Lebanese Prime Minister Saad Hariri meets Sheikh Mouhamad Bin Zayed
Lebanese Prime Minister Saad Hariri meets Sheikh Mouhamad Bin Zayed in the UAE. © Dalati & Nohra

“Our house is burning and we are looking elsewhere,” the French President Jacques Chirac said, back in 2002 at the World Summit on Sustainable Development in Johannesburg. Lebanon is now burning and we can not look elsewhere anymore. Recent protests on our TV screens prove it. The government has to find quick and tangible solutions. So for a start, Prime Minister Hariri decided to play the card of foreign connections. As often.

Yesterday on October 7, Saad al-Hariri was in the Gulf, seeking investments from the United Arab Emirates to help support its ailing economy, as he said on Monday during his visit to Abu Dhabi, while one of his advisors told Reuters the mood was “positive.”

Hariri’s government has vowed to implement long-delayed reforms to ward off an economic crisis as Lebanon struggles with one of the world’s highest debt burdens, low growth and crumbling infrastructure.
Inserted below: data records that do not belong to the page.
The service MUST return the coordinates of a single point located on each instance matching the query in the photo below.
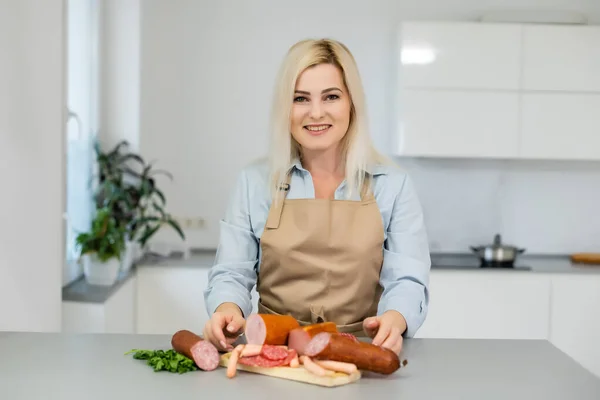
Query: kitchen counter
(69, 367)
(537, 263)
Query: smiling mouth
(317, 129)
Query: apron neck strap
(366, 194)
(274, 216)
(277, 207)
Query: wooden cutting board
(586, 258)
(299, 374)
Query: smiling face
(321, 109)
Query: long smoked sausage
(269, 329)
(205, 354)
(366, 356)
(299, 337)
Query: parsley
(165, 360)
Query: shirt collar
(372, 169)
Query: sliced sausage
(274, 353)
(366, 356)
(269, 329)
(204, 353)
(300, 337)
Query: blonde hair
(357, 149)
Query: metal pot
(497, 252)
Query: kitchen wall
(207, 72)
(31, 167)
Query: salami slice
(260, 361)
(290, 357)
(204, 353)
(274, 353)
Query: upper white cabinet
(560, 126)
(491, 90)
(459, 123)
(462, 55)
(561, 58)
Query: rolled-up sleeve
(406, 261)
(233, 274)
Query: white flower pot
(128, 256)
(100, 273)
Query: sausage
(300, 337)
(203, 352)
(269, 329)
(366, 356)
(233, 360)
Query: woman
(328, 230)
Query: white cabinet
(575, 320)
(487, 305)
(560, 126)
(561, 58)
(170, 298)
(460, 55)
(459, 124)
(115, 315)
(507, 91)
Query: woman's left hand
(386, 330)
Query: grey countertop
(69, 367)
(81, 291)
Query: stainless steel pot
(497, 252)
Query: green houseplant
(101, 248)
(127, 186)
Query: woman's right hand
(225, 326)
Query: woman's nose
(316, 110)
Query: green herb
(165, 360)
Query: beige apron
(321, 260)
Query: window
(82, 124)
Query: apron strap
(277, 208)
(366, 194)
(275, 211)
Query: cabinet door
(575, 322)
(560, 126)
(170, 299)
(465, 55)
(487, 305)
(459, 124)
(565, 58)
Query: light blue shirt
(406, 260)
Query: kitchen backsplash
(543, 206)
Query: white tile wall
(544, 206)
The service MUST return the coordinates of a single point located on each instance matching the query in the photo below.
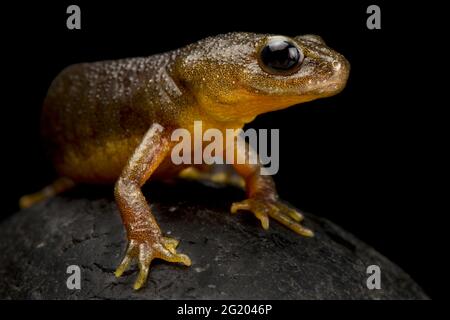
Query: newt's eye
(280, 56)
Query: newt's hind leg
(58, 186)
(218, 173)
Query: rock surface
(233, 258)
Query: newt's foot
(145, 250)
(264, 208)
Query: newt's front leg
(263, 199)
(145, 240)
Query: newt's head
(237, 76)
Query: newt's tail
(59, 185)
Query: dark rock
(233, 258)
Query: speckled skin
(110, 122)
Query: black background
(355, 158)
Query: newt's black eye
(279, 56)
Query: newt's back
(95, 114)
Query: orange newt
(111, 122)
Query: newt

Enhance PPPs between Lebanon and the UAE

Addressing an investment conference in the Emirati capital, Hariri said he sought investments in food, infrastructure, oil and gas, and renewable energy.

“We are here to enhance public-private partnerships between Lebanon and the UAE,” Hariri told the conference, where he was leading a delegation to help strengthen economic and trade cooperation.
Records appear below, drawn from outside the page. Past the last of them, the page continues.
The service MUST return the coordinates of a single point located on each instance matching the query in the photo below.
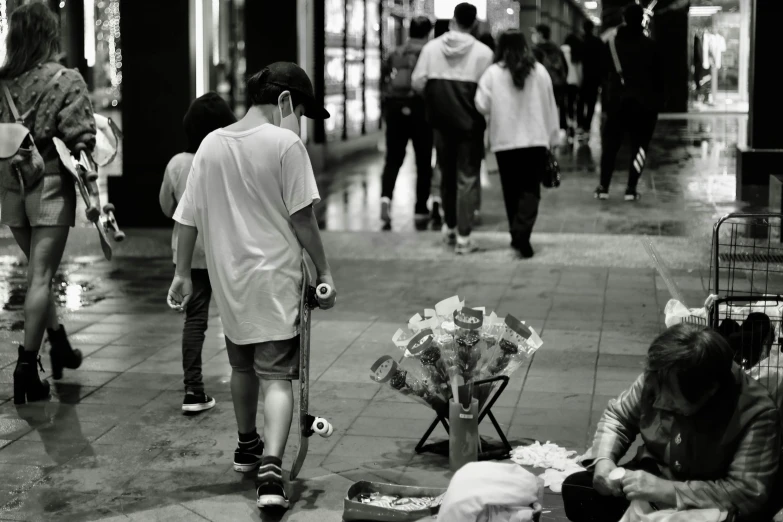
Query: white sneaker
(449, 235)
(386, 211)
(465, 245)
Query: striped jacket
(726, 456)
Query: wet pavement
(112, 444)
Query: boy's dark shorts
(271, 360)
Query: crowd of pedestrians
(464, 92)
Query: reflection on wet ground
(689, 182)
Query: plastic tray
(354, 510)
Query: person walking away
(447, 73)
(406, 120)
(517, 97)
(552, 58)
(251, 194)
(51, 102)
(633, 96)
(206, 114)
(572, 50)
(592, 75)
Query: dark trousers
(459, 159)
(588, 97)
(572, 103)
(196, 318)
(638, 123)
(561, 97)
(401, 128)
(520, 176)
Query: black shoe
(270, 491)
(248, 455)
(62, 354)
(435, 217)
(27, 383)
(196, 402)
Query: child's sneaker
(386, 212)
(271, 491)
(465, 245)
(632, 195)
(248, 455)
(196, 402)
(449, 235)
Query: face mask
(288, 119)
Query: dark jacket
(551, 56)
(642, 72)
(448, 73)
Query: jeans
(638, 123)
(459, 159)
(196, 318)
(588, 97)
(401, 128)
(520, 175)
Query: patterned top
(65, 110)
(725, 456)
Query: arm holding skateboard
(306, 228)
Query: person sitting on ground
(711, 437)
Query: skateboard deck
(80, 176)
(308, 424)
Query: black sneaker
(248, 455)
(271, 492)
(632, 195)
(196, 402)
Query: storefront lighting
(89, 32)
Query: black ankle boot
(63, 356)
(27, 382)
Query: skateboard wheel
(322, 427)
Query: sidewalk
(114, 446)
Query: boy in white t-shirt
(250, 194)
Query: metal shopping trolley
(746, 276)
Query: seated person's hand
(601, 481)
(640, 485)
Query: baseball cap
(291, 77)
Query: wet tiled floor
(113, 445)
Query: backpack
(402, 62)
(21, 165)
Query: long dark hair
(697, 356)
(514, 52)
(33, 38)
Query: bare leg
(44, 248)
(278, 413)
(244, 394)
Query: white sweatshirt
(518, 118)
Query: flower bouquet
(450, 349)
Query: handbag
(551, 176)
(21, 164)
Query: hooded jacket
(447, 73)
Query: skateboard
(308, 424)
(83, 174)
(110, 223)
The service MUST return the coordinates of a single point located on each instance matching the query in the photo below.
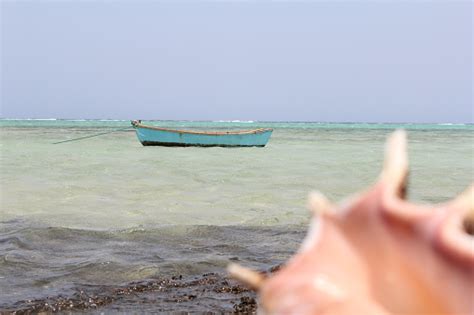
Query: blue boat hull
(180, 138)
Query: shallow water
(106, 211)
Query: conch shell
(377, 254)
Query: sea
(86, 220)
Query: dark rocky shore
(211, 292)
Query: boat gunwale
(212, 133)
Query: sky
(334, 61)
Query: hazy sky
(391, 61)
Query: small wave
(236, 121)
(452, 124)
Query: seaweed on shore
(211, 292)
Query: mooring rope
(94, 135)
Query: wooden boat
(151, 135)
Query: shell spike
(395, 169)
(318, 204)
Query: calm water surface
(108, 211)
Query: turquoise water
(106, 210)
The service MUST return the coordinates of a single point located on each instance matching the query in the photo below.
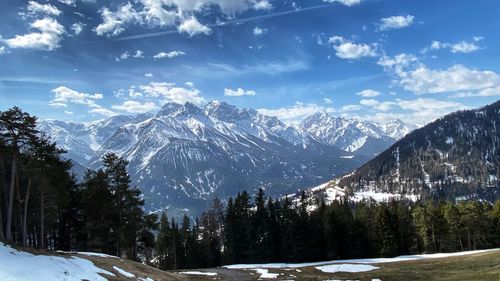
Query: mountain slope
(351, 135)
(455, 157)
(185, 155)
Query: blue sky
(371, 59)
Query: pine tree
(163, 244)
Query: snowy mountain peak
(186, 154)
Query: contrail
(230, 22)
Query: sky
(378, 60)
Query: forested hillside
(42, 206)
(454, 157)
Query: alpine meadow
(315, 140)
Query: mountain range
(184, 155)
(456, 157)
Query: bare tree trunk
(25, 213)
(8, 227)
(42, 222)
(2, 236)
(2, 167)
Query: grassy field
(480, 267)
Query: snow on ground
(97, 255)
(346, 267)
(123, 272)
(13, 265)
(198, 273)
(358, 261)
(264, 273)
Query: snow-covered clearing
(16, 266)
(101, 255)
(123, 272)
(264, 273)
(346, 267)
(198, 273)
(357, 261)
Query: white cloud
(114, 22)
(456, 78)
(464, 47)
(169, 13)
(68, 2)
(126, 55)
(64, 95)
(369, 102)
(350, 107)
(346, 49)
(138, 54)
(170, 55)
(488, 92)
(459, 47)
(262, 5)
(103, 111)
(123, 56)
(35, 8)
(172, 93)
(417, 111)
(419, 79)
(396, 22)
(344, 2)
(238, 92)
(77, 27)
(193, 27)
(295, 112)
(135, 106)
(48, 38)
(368, 93)
(257, 31)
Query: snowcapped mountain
(351, 135)
(185, 155)
(454, 158)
Asked if the UAE would be providing financial support, Ghattas Khoury, an advisor to Hariri, told Reuters the mood was “positive” and there would be a meeting between the Lebanese premier and UAE authorities later on Monday.

Lebanon is preparing to sell a Eurobond of around $2 billion this month, with cash raised earmarked for refinancing maturing debts and shoring up shaky public finances.
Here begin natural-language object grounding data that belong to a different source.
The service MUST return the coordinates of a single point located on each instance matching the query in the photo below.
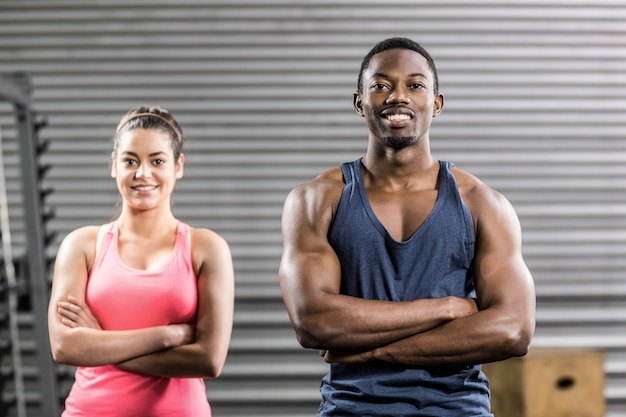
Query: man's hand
(346, 358)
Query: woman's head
(151, 117)
(147, 158)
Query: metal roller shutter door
(535, 106)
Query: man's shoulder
(318, 194)
(327, 181)
(476, 193)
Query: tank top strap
(183, 237)
(106, 234)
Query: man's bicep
(502, 277)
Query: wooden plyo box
(548, 383)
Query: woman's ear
(180, 166)
(357, 102)
(438, 107)
(113, 166)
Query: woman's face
(145, 169)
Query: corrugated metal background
(535, 106)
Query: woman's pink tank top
(124, 298)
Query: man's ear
(357, 102)
(438, 107)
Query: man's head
(401, 43)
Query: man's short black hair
(398, 43)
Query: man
(404, 271)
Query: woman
(142, 306)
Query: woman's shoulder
(82, 235)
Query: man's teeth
(394, 117)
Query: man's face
(398, 99)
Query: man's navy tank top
(434, 262)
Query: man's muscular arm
(505, 323)
(310, 277)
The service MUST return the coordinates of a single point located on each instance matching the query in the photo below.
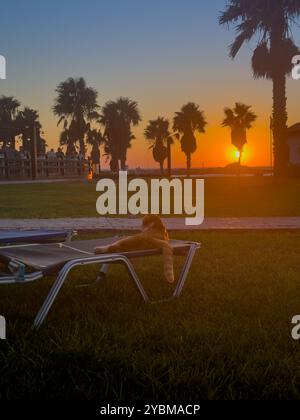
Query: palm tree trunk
(81, 146)
(279, 100)
(280, 126)
(240, 163)
(188, 164)
(161, 164)
(123, 164)
(169, 157)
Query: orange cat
(153, 235)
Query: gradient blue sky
(160, 53)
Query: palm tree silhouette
(8, 111)
(186, 122)
(27, 120)
(76, 106)
(118, 117)
(95, 139)
(158, 133)
(239, 120)
(269, 22)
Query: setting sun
(237, 154)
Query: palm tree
(239, 120)
(186, 123)
(8, 111)
(76, 106)
(26, 121)
(118, 117)
(95, 139)
(158, 133)
(269, 22)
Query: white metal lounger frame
(97, 259)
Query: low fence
(11, 169)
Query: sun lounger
(61, 258)
(30, 236)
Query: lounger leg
(102, 273)
(185, 270)
(45, 308)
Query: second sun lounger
(61, 258)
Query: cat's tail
(167, 259)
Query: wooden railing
(11, 169)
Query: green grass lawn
(224, 197)
(227, 337)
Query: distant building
(294, 144)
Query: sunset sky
(160, 53)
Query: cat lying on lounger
(153, 235)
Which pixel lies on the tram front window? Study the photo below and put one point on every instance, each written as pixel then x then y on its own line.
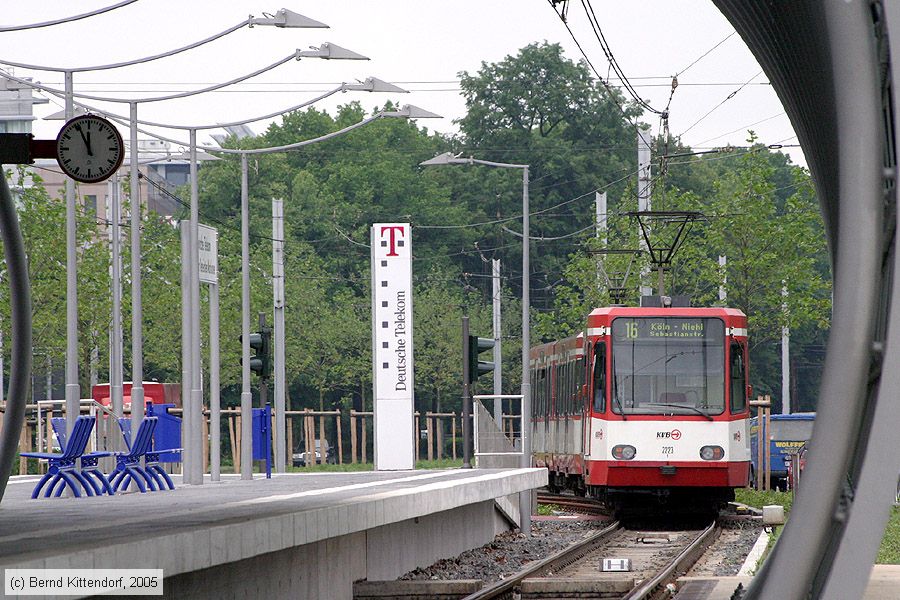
pixel 668 365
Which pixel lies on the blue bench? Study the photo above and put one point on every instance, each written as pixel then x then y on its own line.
pixel 89 467
pixel 128 464
pixel 63 470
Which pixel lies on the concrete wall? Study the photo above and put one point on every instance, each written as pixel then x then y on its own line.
pixel 326 569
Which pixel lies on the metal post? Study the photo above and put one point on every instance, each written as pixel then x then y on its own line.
pixel 498 357
pixel 278 292
pixel 137 315
pixel 525 498
pixel 785 358
pixel 263 402
pixel 215 441
pixel 73 389
pixel 115 338
pixel 600 218
pixel 723 291
pixel 246 398
pixel 2 382
pixel 467 399
pixel 187 424
pixel 644 191
pixel 196 474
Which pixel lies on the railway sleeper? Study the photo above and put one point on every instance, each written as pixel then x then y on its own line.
pixel 567 587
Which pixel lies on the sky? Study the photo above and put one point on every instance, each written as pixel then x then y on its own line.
pixel 419 45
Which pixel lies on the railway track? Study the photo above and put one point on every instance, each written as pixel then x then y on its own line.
pixel 615 562
pixel 575 504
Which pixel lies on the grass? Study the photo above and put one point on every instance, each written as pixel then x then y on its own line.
pixel 888 553
pixel 547 509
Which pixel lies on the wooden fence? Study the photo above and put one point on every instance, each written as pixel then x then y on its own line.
pixel 431 430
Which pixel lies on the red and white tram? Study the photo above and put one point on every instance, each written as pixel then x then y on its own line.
pixel 647 409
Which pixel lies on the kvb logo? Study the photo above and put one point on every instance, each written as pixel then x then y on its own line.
pixel 392 233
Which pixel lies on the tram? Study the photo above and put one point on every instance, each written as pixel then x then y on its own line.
pixel 646 409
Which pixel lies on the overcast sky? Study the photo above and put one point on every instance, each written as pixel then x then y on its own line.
pixel 420 45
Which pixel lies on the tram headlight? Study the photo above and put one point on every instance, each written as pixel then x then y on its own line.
pixel 712 453
pixel 624 452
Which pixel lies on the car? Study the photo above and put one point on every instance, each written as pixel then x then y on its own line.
pixel 300 459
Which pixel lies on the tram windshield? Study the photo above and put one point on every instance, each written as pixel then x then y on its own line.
pixel 668 365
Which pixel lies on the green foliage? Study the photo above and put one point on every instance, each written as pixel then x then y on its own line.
pixel 534 107
pixel 758 499
pixel 546 510
pixel 889 553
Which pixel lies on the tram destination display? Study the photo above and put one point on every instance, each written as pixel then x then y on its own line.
pixel 667 328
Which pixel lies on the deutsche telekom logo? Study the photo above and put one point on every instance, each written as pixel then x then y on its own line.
pixel 393 237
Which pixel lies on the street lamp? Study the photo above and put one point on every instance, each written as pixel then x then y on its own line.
pixel 282 18
pixel 450 159
pixel 370 84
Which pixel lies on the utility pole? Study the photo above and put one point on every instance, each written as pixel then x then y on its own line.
pixel 785 357
pixel 278 291
pixel 498 373
pixel 723 291
pixel 644 190
pixel 467 398
pixel 600 220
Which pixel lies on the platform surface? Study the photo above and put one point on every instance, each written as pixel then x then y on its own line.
pixel 195 527
pixel 884 584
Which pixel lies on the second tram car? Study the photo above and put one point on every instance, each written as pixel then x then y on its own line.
pixel 647 409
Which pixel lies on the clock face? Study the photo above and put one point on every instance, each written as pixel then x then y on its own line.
pixel 89 148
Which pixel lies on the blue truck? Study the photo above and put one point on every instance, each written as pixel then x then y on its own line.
pixel 787 435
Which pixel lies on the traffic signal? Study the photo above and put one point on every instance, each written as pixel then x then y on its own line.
pixel 479 367
pixel 260 344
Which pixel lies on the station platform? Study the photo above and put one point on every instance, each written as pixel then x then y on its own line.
pixel 297 535
pixel 884 584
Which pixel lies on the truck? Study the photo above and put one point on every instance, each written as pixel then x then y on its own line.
pixel 788 435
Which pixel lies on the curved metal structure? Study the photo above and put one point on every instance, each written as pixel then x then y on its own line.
pixel 831 64
pixel 20 318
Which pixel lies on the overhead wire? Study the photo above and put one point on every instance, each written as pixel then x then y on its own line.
pixel 727 98
pixel 611 59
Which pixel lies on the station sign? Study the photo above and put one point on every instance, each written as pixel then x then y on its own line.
pixel 208 250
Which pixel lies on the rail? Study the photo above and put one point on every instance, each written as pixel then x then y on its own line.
pixel 553 563
pixel 680 563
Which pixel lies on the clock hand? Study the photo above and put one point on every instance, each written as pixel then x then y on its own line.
pixel 86 139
The country’s traditionally high reserves of foreign currency have been in decline because capital inflows into its banking system from Lebanese abroad have been slowing.

Beirut has said it hopes Gulf allies or regional sovereign wealth funds will offer support but no public pledges have so far been made. On Oct. 1, Moody’s put Lebanon’s Caa credit rating under review for downgrade, saying anticipated external financial assistance had not yet been forthcoming.

UAE Economy Minister Sultan bin Saeed Al Mansoori told the conference the UAE was ready to be economic partners with Lebanon.

Hariri said Lebanon will have to undertake economic reforms and wants to work closely with the UAE to reach the stage of development seen in Abu Dhabi and Dubai.

Ratings agency Fitch downgraded Lebanon to CCC in August, citing debt servicing concerns. At the same time, S&P Global affirmed Lebanon at B-/B with a negative outlook, saying it considered foreign exchange reserves sufficient to service government debt in the “near term”.

Seeking for help abroad as Saad al-Hariri just did could be a temporary solution. As often. But what next?